Tapiola! Lemminkäinen! Karelia!


----------



## ComposerOfAvantGarde (Dec 2, 2011)

SottoVoce said:


> Mahler 2 > Sibelius 2 >= Beethoven 2
> 
> This was a hard one. Beethoven's 2nd is one of my favorites of the form, but the Sibelius 2 is one of his highest achievements. So I'm not sure.


AAAAAAAAAAAAAAAAAAAAAAAGGGGRRRHHHH!!!!!!!!!
I'm. Doing. My. Best. Not. To. Strangle. You.


----------



## Kieran (Aug 24, 2010)

Hey CoaG,

I wonder if there's a way to bracket Sibelius between Mendelssohn and Ligeti?

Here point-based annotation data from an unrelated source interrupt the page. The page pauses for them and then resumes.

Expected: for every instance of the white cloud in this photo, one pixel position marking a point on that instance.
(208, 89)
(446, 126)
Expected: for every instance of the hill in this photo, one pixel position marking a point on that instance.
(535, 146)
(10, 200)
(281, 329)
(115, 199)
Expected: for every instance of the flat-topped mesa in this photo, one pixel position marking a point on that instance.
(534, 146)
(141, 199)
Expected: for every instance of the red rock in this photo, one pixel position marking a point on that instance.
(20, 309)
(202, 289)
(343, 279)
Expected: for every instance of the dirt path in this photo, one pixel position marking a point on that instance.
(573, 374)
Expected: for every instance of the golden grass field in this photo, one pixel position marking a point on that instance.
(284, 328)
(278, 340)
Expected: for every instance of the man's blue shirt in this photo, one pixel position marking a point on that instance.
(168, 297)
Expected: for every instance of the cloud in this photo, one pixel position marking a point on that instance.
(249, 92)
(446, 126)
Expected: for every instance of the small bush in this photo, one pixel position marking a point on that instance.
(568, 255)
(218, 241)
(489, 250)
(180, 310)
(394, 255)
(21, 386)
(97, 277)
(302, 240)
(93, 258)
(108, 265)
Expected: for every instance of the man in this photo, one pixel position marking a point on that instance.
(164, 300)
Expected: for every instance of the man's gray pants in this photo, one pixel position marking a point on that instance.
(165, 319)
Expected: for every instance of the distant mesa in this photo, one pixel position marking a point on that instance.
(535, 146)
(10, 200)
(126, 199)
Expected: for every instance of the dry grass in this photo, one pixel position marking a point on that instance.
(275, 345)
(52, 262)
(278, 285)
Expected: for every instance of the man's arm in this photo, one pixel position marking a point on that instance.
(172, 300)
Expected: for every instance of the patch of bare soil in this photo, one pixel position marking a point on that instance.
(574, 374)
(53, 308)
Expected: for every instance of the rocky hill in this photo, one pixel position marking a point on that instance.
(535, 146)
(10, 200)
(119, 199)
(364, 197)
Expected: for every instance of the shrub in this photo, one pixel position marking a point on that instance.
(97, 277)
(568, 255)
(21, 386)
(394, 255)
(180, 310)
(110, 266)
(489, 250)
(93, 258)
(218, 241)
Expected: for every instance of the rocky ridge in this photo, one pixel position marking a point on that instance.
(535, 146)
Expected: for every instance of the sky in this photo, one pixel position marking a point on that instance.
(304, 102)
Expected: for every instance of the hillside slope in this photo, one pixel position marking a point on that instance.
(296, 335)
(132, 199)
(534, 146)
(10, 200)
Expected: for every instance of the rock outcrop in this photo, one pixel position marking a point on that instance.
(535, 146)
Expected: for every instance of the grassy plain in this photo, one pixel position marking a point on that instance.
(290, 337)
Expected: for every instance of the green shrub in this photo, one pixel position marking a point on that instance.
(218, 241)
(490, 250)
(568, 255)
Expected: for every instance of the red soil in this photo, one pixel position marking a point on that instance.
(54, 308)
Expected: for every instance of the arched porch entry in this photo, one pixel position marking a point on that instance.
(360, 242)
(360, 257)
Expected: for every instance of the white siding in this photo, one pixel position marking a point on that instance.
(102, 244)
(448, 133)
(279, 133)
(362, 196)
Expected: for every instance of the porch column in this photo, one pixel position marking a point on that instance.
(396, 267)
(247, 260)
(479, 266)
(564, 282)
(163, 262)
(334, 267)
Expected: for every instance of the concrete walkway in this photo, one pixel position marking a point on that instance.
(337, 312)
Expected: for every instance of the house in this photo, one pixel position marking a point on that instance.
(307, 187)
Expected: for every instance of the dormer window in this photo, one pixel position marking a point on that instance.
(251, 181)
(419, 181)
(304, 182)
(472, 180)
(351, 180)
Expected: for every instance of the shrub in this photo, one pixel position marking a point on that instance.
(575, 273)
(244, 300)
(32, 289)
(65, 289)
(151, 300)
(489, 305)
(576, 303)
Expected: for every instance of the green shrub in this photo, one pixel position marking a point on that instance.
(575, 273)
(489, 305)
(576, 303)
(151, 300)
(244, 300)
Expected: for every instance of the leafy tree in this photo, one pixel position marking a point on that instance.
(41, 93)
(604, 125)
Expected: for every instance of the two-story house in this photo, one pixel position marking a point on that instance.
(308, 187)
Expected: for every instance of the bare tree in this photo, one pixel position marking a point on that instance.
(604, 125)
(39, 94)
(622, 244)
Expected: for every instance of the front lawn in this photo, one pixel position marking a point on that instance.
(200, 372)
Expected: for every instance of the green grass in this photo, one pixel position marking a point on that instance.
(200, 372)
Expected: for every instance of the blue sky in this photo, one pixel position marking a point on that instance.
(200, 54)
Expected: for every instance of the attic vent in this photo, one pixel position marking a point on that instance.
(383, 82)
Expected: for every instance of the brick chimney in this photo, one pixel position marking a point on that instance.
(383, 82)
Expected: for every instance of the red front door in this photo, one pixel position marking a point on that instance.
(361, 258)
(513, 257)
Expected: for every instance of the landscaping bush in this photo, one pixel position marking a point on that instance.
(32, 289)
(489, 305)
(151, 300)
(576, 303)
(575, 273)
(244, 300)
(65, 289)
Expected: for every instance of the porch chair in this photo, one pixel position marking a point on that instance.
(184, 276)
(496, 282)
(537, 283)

Would it be difficult to do?


----------



## ComposerOfAvantGarde (Dec 2, 2011)

Kieran said:


> Hey CoaG,
> 
> I wonder if there's a way to bracket Sibelius between Mendelssohn and Ligeti?
> 
> Would it be difficult to do?


Factually impossible.


----------



## Kieran (Aug 24, 2010)

ComposerOfAvantGarde said:


> Factually impossible.


I just see that - Ligeti never wrote a symphony! Harrummph! And I never wrote one either. Pah!


----------



## ptr (Jan 22, 2013)

ComposerOfAvantGarde said:


> Factually impossible.


I think You could!! It needn't be a Symphony!

Ligeti - Lux Aeterna > Sibelius - Jordens sång (Song of the Earth) > Mendelssohn - Te Deum in D

/ptr


----------



## ComposerOfAvantGarde (Dec 2, 2011)

ptr said:


> I think You could!! It needn't be a Symphony!
> 
> Ligeti - Lux Aeterna > Sibelius - Jordens sång (Song of the Earth) > Mendelssohn - Te Deum in D
> 
> /ptr


Three or four months ago this would have been my favourite post.


----------



## Tero (Jun 2, 2012)

Lemminkäinen> Peer Gynt


----------



## EddieRUKiddingVarese (Jan 8, 2013)

ComposerOfAvantGarde said:


> Better but still....*Sibelius*(!!!!!!!!!!) is better than Varèse.


You jest me with your silly Sibelius, it's gotta be musique concrète for me "I dream of instruments obedient to my thought and which, with their contribution of a whole new world of unsuspected sounds, will lend themselves to the exigencies of my inner rhythm."


----------



## ComposerOfAvantGarde (Dec 2, 2011)

EddieRUKiddingVarese said:


> You jest me with your silly Sibelius, it's gotta be musique concrète for me "I dream of instruments obedient to my thought and which, with their contribution of a whole new world of unsuspected sounds, will lend themselves to the exigencies of my inner rhythm."


I like _Poème Electronique_


----------